There are many tools on the web that can diagnose issues relating to your cert. Just going to your website with a https isn’t enough. If your cert has a bundle crt you may need to do more than just point to it. For nginx you may have to concat the certificates in order to reference them correctly. These tools will help you discover any issues you might have with the cert’s installation.
Here are a few

  • Digicert.com/help
  • SSL Shoper checker
  • Make sure all your page references are HTTPS

    Even if your cert is installed correctly the page can still show errors if you are referencing a file that isn’t https. This means any offsite images, css and js need to reference https version of resource links. If this hasn’t been done most browsers will throw up a notification (usually in the url bar) saying the connection isn’t fully secure. Even worse, in the case of JS, the browser won’t even execute the script so that means uses get a broken experience.

    Google Analytics must be HTTPS

    I installed a cert months ago. Everything looked fine and since I wasn’t actively looking at the site’s analytics I didn’t see that I was referencing the http:// link to analytics in the site’s code. I had forced the site to redirect to https so that all traffic would be under https. What I didn’t realize was that the google analytics script called on the page wasn’t executed because it was an unsecure resource. As a result I lost a few months of unrecoverable analytics data.

    Check Your Site Links on Google

    A good thing to do once you feel everything is installed correctly is to goto Google.com and search your site’s indexed pages. You can do that by searching site:yourdomain.com. This will show most, if not all, of your sites pages being indexed by Google. This will allow you to quickly click through to your site and see if any of the links give weird ssl related issues – like links that say they are https when they aren’t or pages that are indexed without https when they should. Checking your links on Google is a good way to see what your users see.

    Becareful with Forced Redirects

    Forcing traffic to HTTPS using redirects can make sure that users see a secure site when they are visit your website. There are many scripts out there that will force users to https – but beware that pattern matching can lead to some unexpected issues. Users might visit your website by typing a whole host of different things. For example they might type:

  • http://www.domain.com
  • www.domain.com
  • domain.com
  • domain.com/
  • https://www.domain.com
  • http://domain.com
  • https://www.domain.com/asset
  • www.domain.com/asset
  • You get the point. You need to make sure that each request is handled the way it should be.

    https:// vs. https://wwww

    A certificate by default only handles one website. Of course you may have bought a wildcard cert which makes this tip moot. If you didn’t buy a wildcard you will need to be sure that your server has the cert installed for the correct website url which means either with www or naked. The choice is your personal preference; just know that if you have links to your site that are www.domain.com and it isn’t the one set up with the cert then it will throw up a big unsecure warning. The other option is to issue the certificate for both www and naked versions of your site – which means it costs more money, but still cheaper than a wildcard.

    You need to secure each subdomain

    Like the above issue – a standard cert is only good for the top level domain unless you purchased the wildcard version of the certificate. Wildcard certs cost more but allows your site’s subdomains to be covered by the certificate. The only other option is to buy a multi domain cert and explicitly state each subdomain you want to be secured.
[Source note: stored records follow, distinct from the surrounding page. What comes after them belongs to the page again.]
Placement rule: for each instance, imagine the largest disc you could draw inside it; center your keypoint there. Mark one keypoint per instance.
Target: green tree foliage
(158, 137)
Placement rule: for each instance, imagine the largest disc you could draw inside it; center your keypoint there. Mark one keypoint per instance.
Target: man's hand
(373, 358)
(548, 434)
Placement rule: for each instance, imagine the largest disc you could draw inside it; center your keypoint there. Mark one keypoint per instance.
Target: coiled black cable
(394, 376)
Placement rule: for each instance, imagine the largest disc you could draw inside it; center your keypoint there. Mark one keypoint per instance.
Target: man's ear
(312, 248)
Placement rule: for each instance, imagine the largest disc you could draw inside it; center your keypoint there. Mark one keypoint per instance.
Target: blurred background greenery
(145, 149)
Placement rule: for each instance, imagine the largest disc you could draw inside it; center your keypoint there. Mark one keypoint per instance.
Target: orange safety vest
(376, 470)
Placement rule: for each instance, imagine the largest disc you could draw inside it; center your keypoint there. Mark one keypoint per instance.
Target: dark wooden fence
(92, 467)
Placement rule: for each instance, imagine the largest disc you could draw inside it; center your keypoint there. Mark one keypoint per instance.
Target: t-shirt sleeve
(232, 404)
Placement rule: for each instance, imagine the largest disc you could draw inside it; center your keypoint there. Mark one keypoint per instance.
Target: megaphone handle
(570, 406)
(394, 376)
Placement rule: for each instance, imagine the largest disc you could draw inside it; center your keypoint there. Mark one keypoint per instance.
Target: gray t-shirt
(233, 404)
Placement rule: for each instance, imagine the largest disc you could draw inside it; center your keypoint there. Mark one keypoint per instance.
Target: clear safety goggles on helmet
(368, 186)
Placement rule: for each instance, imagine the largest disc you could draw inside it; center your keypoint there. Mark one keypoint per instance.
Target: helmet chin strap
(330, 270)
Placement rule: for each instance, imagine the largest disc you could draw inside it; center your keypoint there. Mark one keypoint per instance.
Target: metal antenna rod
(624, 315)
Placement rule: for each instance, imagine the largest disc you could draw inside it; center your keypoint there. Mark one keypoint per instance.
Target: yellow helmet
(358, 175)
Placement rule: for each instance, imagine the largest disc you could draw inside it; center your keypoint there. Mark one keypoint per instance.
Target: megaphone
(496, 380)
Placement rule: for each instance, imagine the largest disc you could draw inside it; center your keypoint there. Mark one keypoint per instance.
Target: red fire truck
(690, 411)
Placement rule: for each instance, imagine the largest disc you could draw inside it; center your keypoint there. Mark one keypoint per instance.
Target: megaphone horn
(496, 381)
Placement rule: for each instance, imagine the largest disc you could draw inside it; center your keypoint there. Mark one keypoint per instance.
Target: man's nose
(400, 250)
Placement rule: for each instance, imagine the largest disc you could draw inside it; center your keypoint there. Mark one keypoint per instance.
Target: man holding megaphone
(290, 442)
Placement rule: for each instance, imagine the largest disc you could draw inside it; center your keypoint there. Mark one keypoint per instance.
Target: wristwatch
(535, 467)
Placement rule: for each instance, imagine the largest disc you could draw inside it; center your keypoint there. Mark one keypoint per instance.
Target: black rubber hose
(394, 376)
    Decide Secure, Unsecure, or Both

    On the server you will need to decide which ports your site will be reachable on. For secure transmission you’ll need to be on port 443 and for unsecure you’ll need port 80. You will have set that up when you installed and referenced your cert. What you might want to consider is leaving directives for both 443 and port 80 so that your site can be reached at both http and https.

    In conclusion

    SSL installation is complicated and it has many ramifications for your site and site content.